If Governor Terry Branstad signs this bill into law as expected, it will lower the minimum wage in Johnson, Linn, Polk and Wapello counties to $7.25 — as well as Lee County, which voted today to raise the wage by $0.95.
“I don’t think any of the Johnson County Supervisors are happy about it. It’s a devastating loss of local control. Minimum wage has not been increased since 2008,” Johnson County Supervisor Mike Carberry said. “Nobody can survive on $7.25.”
According to the Iowa Policy Project’s study on the cost of living in Iowa, even childless young couples and single people working full time require well above $7.25 to meet their basic needs without relying on government assistance. For a single parent with two children, the number jumps to $26 per hour. Affordable Care Act subsidies help these numbers somewhat, but they are still well above $7.25.
According to the report, two Iowa parents working full time with two children and ACA subsidies both have to make over $15 per hour to meet their family’s basic needs — which is enough as long as those parents never take days off, can schedule work for the times when their kids are in school, eat every meal at the cost of the USDA Low-Cost Family Food Plan, use home-based childcare and make no purchases except necessary household items, clothing, rent, transportation, utilities and telephone service.
“There were a number of people who had really benefited statewide from those increases in the minimum wage. So I’m really sad for those families,” Johnson County Supervisor Rod Sullivan said. “In terms of good governance, I think it’s just really wrong for the state to take away local control in all these areas.”
All Republican senators voted in favor of HF 295 and all Democrats opposed it, plus the state senate’s lone independent, Sen. David Johnson (Ocheyedan). Branstad has said he’d like to see a statewide wage increase, but no legislation has been introduced to raise it.
“We would rather have the federal government raise the minimum wage, or the state do it, to a wage that resembles a living wage,” Johnson County Supervisor Mike Carberry said. “If it’s not the federal government or the state government that’s gonna do it, we felt that basically it’s incumbent upon us as Johnson County Supervisors to do what we did, and I still stand behind that and we’re still willing to fight for that increase.”

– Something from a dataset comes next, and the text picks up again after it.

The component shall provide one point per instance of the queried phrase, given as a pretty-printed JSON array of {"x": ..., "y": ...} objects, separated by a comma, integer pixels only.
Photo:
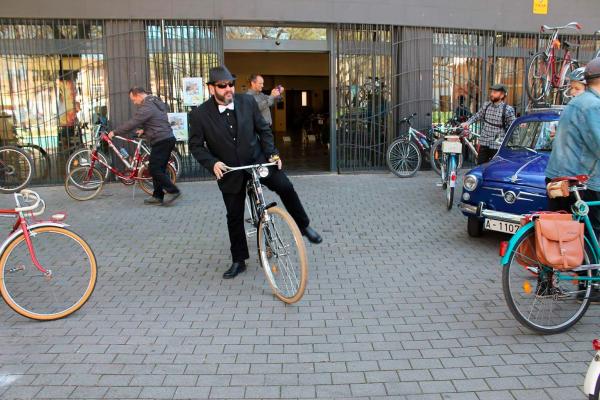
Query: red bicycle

Carberry and Sullivan said the county may consider legal action to preserve the wage increase. They also said workers whose wages are impacted by this bill could potentially file a class-action lawsuit.
Sullivan said a class-action suit might be asking a lot of low-wage workers. “When you’re working a couple jobs and making eight bucks an hour and trying to take care of all the things that life throws at you, it’s hard to have another thing, ‘Oh yeah, let’s do this lawsuit too.'”
Carberry said that with the highest cost of living in the state, Johnson County should be able to raise wages to match. He encourages Iowans who oppose HF 295 to contact Gov. Branstad as soon as possible and urge him not to sign the bill. Sullivan said he plans to focus on the next election cycle, and elect legislators who will reverse this decision.
“I’m just gonna hope that the future is a little more friendly toward low income folks. We’re living in a world right now where it’s hard to be poor. There are a lot of factors that wanna keep you poor and make sure that you stay poor, and it’s not easy,” Sullivan said. “Some day things will come around and we’ll get an opportunity to take back the legislature and hopefully we can do something about it.”
“We’re hoping that the market will continue to hold strong and that those workers won’t get a decrease back to $7.25,” Carberry said.
The Center for Worker Justice of Eastern Iowa is interviewing Johnson County business owners, asking them to commit to keeping wages at the current county minimum of $10.10. If you are an employer that wants to be included in this list, contact firstname.lastname@example.org or email@example.com. If you want to support businesses that are willing to continue paying the current county minimum wage, check the Center for Worker Justice’s Facebook page, where a list will soon be available.
“As consumers you can always use your buying power to reward businesses that do pay employees well,” Sullivan said.